Agouda Mémoires africaines de l’esclavage entre vie privée et politiques d’Etat
Au cours des deux dernières décennies, la traite négrière occidentale a reçu une attention accrue. Dans les Amériques, en Europe et en Afrique, les initiatives émergentes autour de la mémoire de l'esclavage dans la sphère publique résultent en grande partie des luttes politiques menés par les acteurs sociaux en vue de la justice sociale, ou des politiciens cherchant le prestige.
Festivals, Monuments et musées locaux en souvenir de l'esclavage permettent de recréer, réinventer et repenser ce passé difficile. Mais la mémoire officielle de l'esclavage n'est pas une transmission directe.
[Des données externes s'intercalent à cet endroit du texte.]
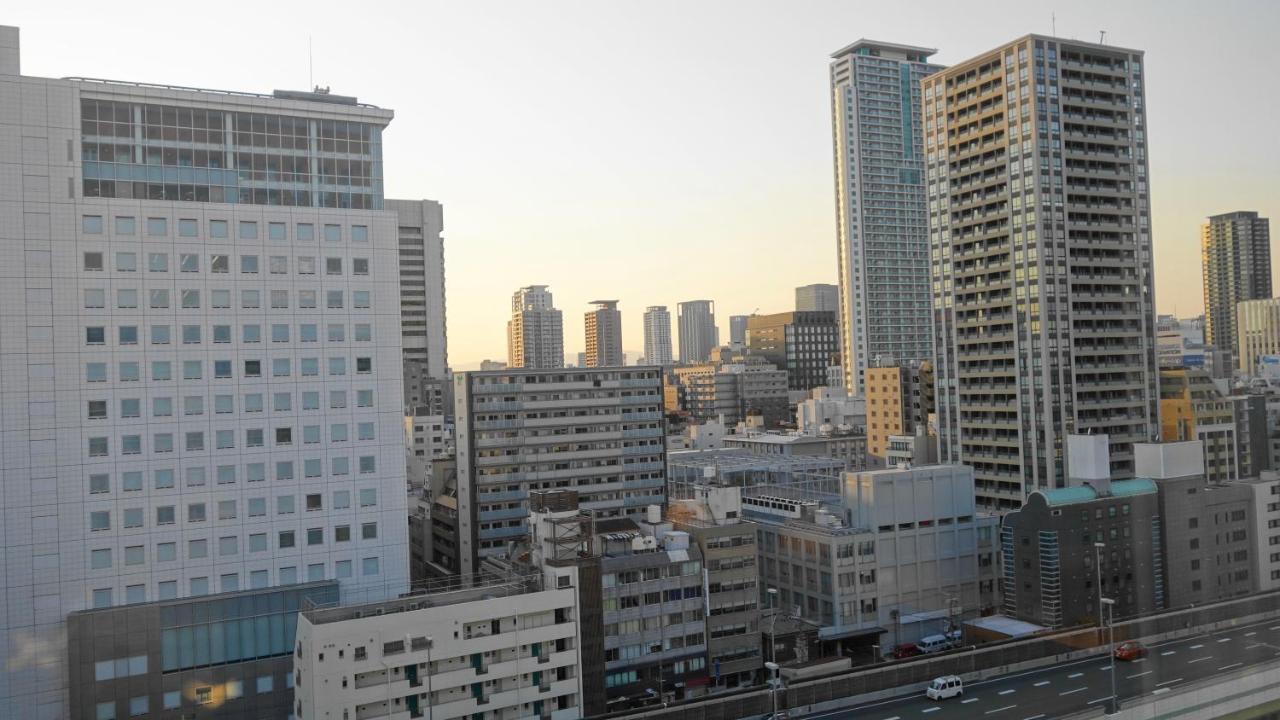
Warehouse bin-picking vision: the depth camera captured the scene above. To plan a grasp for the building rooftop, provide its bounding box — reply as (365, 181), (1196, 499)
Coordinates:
(1036, 478), (1156, 506)
(831, 37), (938, 58)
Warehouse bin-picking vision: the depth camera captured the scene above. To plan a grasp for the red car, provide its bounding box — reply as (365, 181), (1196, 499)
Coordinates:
(1115, 641), (1147, 662)
(893, 643), (924, 660)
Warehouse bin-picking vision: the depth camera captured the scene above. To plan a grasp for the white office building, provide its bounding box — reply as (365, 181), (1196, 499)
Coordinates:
(644, 305), (672, 365)
(0, 27), (408, 717)
(676, 300), (719, 365)
(831, 40), (941, 395)
(507, 284), (563, 368)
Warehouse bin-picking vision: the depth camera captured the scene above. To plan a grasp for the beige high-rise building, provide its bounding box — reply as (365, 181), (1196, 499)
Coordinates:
(586, 300), (627, 368)
(922, 35), (1160, 511)
(1201, 211), (1271, 358)
(1235, 297), (1280, 374)
(507, 284), (564, 368)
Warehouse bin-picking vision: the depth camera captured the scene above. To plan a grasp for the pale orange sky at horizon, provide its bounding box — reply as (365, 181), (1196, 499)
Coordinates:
(0, 0), (1280, 369)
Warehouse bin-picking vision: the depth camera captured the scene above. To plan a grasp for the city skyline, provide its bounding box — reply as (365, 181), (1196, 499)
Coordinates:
(6, 3), (1280, 369)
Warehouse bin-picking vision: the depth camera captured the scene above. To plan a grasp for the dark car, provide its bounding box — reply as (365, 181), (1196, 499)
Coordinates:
(1115, 641), (1147, 662)
(893, 643), (924, 660)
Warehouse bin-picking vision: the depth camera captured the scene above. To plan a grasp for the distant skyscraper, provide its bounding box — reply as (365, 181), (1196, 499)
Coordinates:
(676, 300), (719, 363)
(829, 40), (941, 393)
(1201, 211), (1271, 358)
(796, 283), (840, 311)
(728, 315), (748, 345)
(507, 284), (564, 368)
(586, 300), (627, 368)
(923, 35), (1160, 510)
(644, 305), (672, 365)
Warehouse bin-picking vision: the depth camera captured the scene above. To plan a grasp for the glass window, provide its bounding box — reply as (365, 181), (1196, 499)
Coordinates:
(151, 360), (173, 380)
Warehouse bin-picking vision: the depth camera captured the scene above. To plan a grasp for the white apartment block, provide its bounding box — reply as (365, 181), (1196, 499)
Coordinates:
(454, 366), (666, 574)
(294, 566), (582, 720)
(644, 305), (672, 366)
(831, 40), (941, 395)
(0, 27), (408, 719)
(922, 35), (1160, 511)
(507, 284), (563, 368)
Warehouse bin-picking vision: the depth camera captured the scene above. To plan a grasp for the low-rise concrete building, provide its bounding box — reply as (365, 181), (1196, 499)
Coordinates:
(742, 465), (997, 652)
(293, 566), (584, 720)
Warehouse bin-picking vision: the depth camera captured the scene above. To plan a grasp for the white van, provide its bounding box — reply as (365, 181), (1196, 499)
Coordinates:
(924, 675), (964, 700)
(915, 635), (951, 655)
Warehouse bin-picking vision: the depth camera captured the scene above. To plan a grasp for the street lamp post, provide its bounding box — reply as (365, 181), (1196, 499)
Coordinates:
(764, 661), (778, 720)
(1093, 542), (1107, 643)
(1102, 597), (1120, 715)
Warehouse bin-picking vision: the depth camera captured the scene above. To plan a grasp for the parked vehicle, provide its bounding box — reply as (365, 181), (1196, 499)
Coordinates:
(893, 643), (924, 660)
(915, 635), (951, 652)
(1115, 641), (1147, 662)
(924, 675), (964, 700)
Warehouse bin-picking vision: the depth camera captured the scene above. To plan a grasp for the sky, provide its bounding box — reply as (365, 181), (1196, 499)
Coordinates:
(0, 0), (1280, 370)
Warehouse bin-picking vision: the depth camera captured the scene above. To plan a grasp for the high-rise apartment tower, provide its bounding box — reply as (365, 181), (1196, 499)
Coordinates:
(923, 35), (1160, 510)
(831, 40), (941, 393)
(507, 284), (564, 368)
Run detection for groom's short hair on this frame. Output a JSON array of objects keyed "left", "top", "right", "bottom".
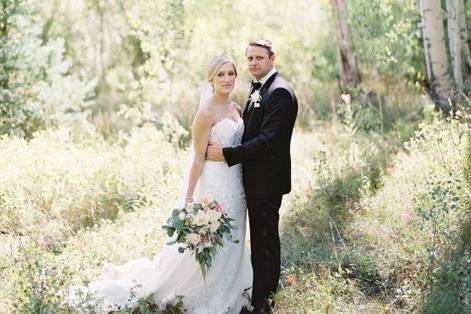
[{"left": 249, "top": 39, "right": 275, "bottom": 57}]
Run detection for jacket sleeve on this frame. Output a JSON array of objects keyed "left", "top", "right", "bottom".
[{"left": 223, "top": 88, "right": 297, "bottom": 166}]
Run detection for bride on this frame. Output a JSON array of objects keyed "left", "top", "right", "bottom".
[{"left": 69, "top": 56, "right": 252, "bottom": 314}]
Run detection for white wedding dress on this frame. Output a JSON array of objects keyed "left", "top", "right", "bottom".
[{"left": 69, "top": 118, "right": 252, "bottom": 314}]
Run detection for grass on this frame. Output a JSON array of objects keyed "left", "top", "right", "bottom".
[{"left": 0, "top": 94, "right": 471, "bottom": 313}]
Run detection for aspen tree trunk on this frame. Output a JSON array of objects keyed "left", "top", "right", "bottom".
[
  {"left": 419, "top": 0, "right": 451, "bottom": 114},
  {"left": 458, "top": 0, "right": 471, "bottom": 86},
  {"left": 331, "top": 0, "right": 361, "bottom": 89}
]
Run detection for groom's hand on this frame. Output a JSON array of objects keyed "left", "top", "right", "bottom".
[{"left": 206, "top": 142, "right": 224, "bottom": 161}]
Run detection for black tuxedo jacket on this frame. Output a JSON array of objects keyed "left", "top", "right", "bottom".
[{"left": 223, "top": 73, "right": 298, "bottom": 199}]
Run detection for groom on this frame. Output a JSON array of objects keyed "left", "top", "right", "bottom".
[{"left": 206, "top": 40, "right": 298, "bottom": 313}]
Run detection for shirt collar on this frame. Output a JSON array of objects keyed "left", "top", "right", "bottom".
[{"left": 255, "top": 68, "right": 276, "bottom": 86}]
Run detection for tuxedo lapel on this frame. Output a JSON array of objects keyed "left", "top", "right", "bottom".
[{"left": 242, "top": 72, "right": 278, "bottom": 122}]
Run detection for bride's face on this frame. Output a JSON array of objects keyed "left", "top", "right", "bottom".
[{"left": 213, "top": 63, "right": 236, "bottom": 94}]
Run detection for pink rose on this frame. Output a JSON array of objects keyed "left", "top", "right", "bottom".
[
  {"left": 201, "top": 195, "right": 214, "bottom": 207},
  {"left": 214, "top": 204, "right": 224, "bottom": 214}
]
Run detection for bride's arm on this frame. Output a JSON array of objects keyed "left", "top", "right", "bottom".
[{"left": 185, "top": 110, "right": 212, "bottom": 202}]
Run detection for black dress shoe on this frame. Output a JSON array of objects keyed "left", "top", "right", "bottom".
[{"left": 239, "top": 306, "right": 253, "bottom": 314}]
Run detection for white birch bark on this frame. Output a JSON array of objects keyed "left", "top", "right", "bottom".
[{"left": 419, "top": 0, "right": 451, "bottom": 109}]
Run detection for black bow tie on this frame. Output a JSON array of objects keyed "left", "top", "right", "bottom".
[{"left": 250, "top": 81, "right": 262, "bottom": 90}]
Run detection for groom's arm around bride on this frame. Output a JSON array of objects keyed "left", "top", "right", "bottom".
[{"left": 206, "top": 40, "right": 298, "bottom": 313}]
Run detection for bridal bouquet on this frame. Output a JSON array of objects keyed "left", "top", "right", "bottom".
[{"left": 163, "top": 196, "right": 239, "bottom": 278}]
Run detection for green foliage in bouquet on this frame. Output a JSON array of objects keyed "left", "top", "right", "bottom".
[{"left": 163, "top": 197, "right": 239, "bottom": 278}]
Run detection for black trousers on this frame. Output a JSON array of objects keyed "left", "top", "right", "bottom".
[{"left": 247, "top": 195, "right": 283, "bottom": 310}]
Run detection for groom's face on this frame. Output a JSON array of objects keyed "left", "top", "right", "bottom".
[{"left": 246, "top": 46, "right": 275, "bottom": 80}]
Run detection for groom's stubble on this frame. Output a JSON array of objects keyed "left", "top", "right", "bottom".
[{"left": 246, "top": 46, "right": 275, "bottom": 80}]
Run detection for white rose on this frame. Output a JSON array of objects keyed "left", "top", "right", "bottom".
[
  {"left": 186, "top": 233, "right": 201, "bottom": 246},
  {"left": 207, "top": 210, "right": 222, "bottom": 222},
  {"left": 209, "top": 221, "right": 221, "bottom": 232},
  {"left": 193, "top": 211, "right": 208, "bottom": 226}
]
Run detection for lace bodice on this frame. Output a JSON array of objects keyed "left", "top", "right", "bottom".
[
  {"left": 67, "top": 118, "right": 252, "bottom": 314},
  {"left": 209, "top": 118, "right": 244, "bottom": 146}
]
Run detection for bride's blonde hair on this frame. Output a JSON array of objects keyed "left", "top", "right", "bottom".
[{"left": 206, "top": 55, "right": 237, "bottom": 82}]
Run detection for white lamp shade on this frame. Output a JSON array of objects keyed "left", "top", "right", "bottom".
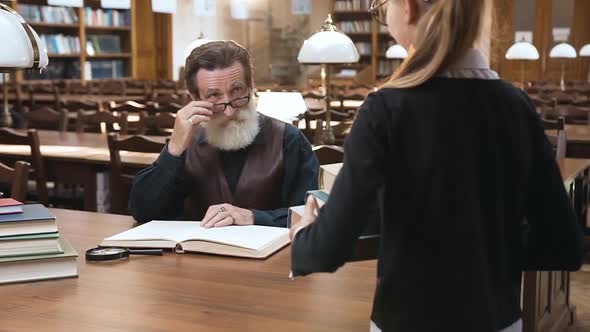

Il appartient plutôt à la sphère de la post-mémoire (Hirsch, 1997), à une espace de transition où le passé est revécu, réédité et ré-expérimenté. Malgré l'évocation de la traite négrière de l'Atlantique et des souffrances endurées par les Africains asservis avant leur embarquement pour les Amériques, la plupart des ces initiatives transmettent des représentations conventionnelles et stéréotypées de l’esclavage.
Bien que ces récits ont le mérite d’avoir attiré l’attention de l’opinion publique et des nombreux touristes locaux et internationaux, ils ont tendance à effacer les multiples dimensions liées aux expériences des victimes, en renforçant divers stéréotypes et en omettant, pas exemple, la participation des certaines familles africaines à la traite négrière européenne des Africains. Ils ne doivent pas non plus être confondus avec les mémoires locales de l'esclavage, celles-ci directement liées aux expériences privées des descendants, à leurs pratiques séculières et religieuses, (chrétiennes, musulmanes et vaudou) dont l’héritage familial semble encore organiser les relations de pouvoir au Bénin, l'ancien Royaume du Dahomey, et plus généralement en Afrique de l'Ouest.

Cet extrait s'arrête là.